Extreme ultraviolet lithography has reached a critical decision point where one can move to EUV multi-patterning for printing the densest features of the next generation ICs or push further the single print capability on today’s 0.33NA full field scanners.

“While multi-patterning techniques would offer more relaxed pitches, single patterning enables a tremendous cost advantage and simpler process schemes,” said Kurt Ronse, Advanced Patterning Program Director at imec. “Imec and ASML have demonstrated 28nm pitch single-exposure patterning readiness for line/spaces, which corresponds to critical back-end-of-line metal layers of a 5nm technology node. This brings the NXE:3400 scanner very close to its resolution limit for high-volume manufacturing.” The results were obtained using Inpria’s metal-oxide (MOx) resist process.

To increase learnings on stochastic patterning failures, defectivity inspection data obtained with scanning electron microscopy, broadband plasma and e-beam technologies were successfully correlated with data obtained from electrical measurements. The electrical tests were carried out on large-area ruthenium-metallised serpentine structures that allowed to measure electrical opens (and hence bridges in the resist), as well as on metallised fork-fork and tip-to-tip structures that allowed to measure electrical shorts (and hence critical breaks in the resist).

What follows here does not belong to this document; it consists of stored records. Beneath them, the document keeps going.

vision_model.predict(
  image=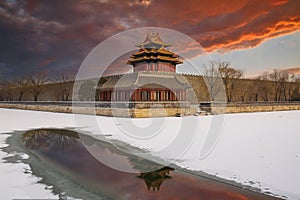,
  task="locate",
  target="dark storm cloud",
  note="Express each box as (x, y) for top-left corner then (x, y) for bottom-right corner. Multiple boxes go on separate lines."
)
(0, 0), (300, 78)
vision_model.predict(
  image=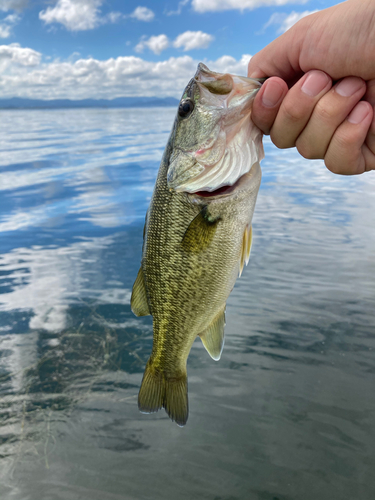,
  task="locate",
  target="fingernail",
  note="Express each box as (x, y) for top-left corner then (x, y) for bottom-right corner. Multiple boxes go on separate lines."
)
(335, 76), (363, 97)
(301, 70), (330, 97)
(348, 101), (369, 125)
(262, 80), (284, 108)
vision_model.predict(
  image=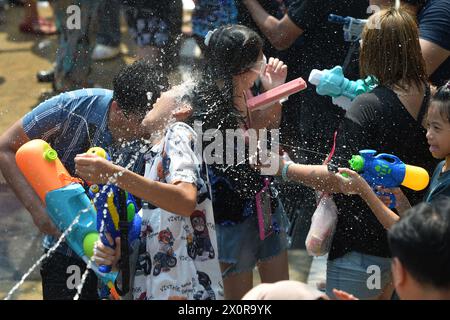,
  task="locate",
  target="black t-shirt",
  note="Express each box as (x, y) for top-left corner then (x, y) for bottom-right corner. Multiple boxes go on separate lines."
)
(417, 0), (450, 86)
(329, 87), (437, 259)
(235, 0), (292, 58)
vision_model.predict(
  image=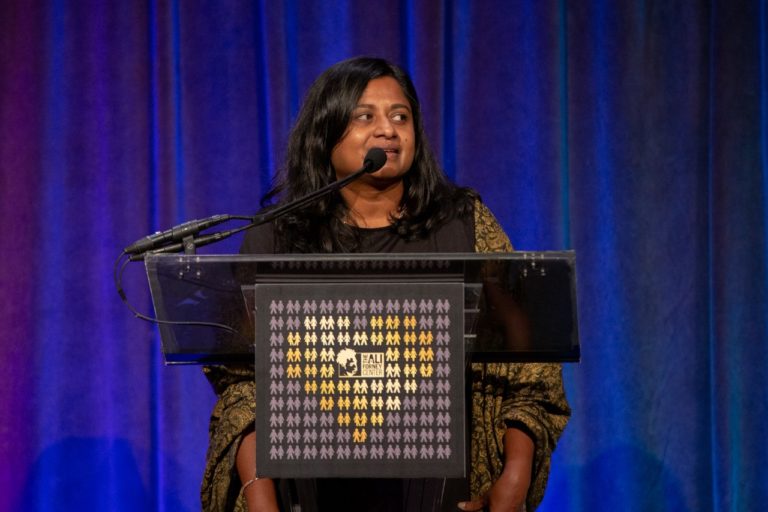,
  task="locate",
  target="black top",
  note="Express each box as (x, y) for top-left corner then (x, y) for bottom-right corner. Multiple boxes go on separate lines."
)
(240, 214), (475, 254)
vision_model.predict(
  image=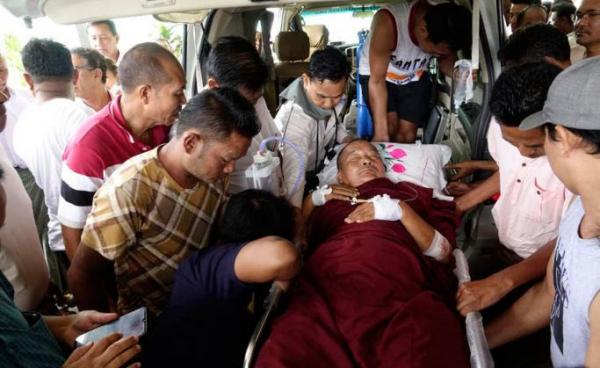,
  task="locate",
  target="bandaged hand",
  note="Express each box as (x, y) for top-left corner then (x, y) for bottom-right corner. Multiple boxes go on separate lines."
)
(311, 185), (333, 206)
(369, 194), (402, 221)
(344, 194), (402, 224)
(423, 230), (452, 261)
(311, 184), (360, 206)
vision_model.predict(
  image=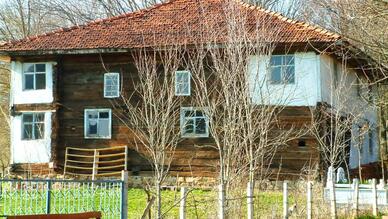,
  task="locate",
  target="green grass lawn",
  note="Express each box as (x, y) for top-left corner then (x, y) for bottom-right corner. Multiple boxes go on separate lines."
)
(0, 187), (384, 219)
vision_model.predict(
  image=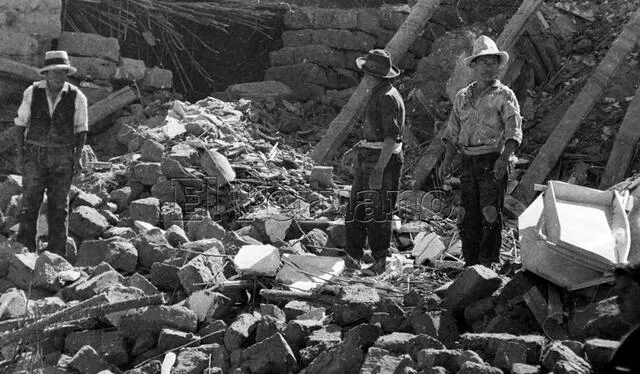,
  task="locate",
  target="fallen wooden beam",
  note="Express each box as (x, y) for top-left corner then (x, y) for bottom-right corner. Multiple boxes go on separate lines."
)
(413, 0), (542, 190)
(0, 58), (42, 82)
(513, 9), (640, 203)
(311, 0), (440, 163)
(600, 87), (640, 189)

Besides showing a good correlation, the complementary electrical measurements allow to capture important trends across multiple process changes that can help mitigating stochastic printing failures (papers n° 11609-26; 11611-21).

The extendibility of 0.33NA EUV lithography to pitch 28nm resulted from co-optimising the various contributors to the patterning process, including mask templates, illumination settings, metal-oxide resist and etch processes.

For example, the benefits of using bright field mask tonality and controlled lens aberrations were shown to largely improve the printability at small pitch and critical dimensions (papers n° 11609-27; 11609-29).

Besides pushing the boundaries of single-exposure EUVL for high-volume manufacturing, imec and ASML have brought the 0.33NA NXE:3400 to its extreme resolution with the aim to use it as a platform for early material development for the high-NA EUVL tools.

Steven Scheer, VP advanced patterning process and materials at imec, explaind: “Imec and ASML recently also showed the tool’s capability of printing 24nm pitch line/spaces and 28nm pitch contact holes – the latter by optimising pupil and imaging conditions and by using double line/space exposures at a combined dose of 45mJ/cm2.”

“Pattern transfer could be successfully demonstrated on very thin resists that are relevant for high-NA EUV,” added Andrew Grenville, CEO of Inpria. “This will provide the imec patterning ecosystem with the opportunity to develop resist, metrology and etch processes to accelerate the introduction of the next-generation EUVL system, i.e., the high-NA EXE:5000.”

Scheer continued: “These developments will complement the learnings that are currently being obtained from imec’s attosecond analytical and interference lithography lab (the AttoLab), expected to offer a high-NA resist imaging capability to print features down to pitches as small as 8nm.”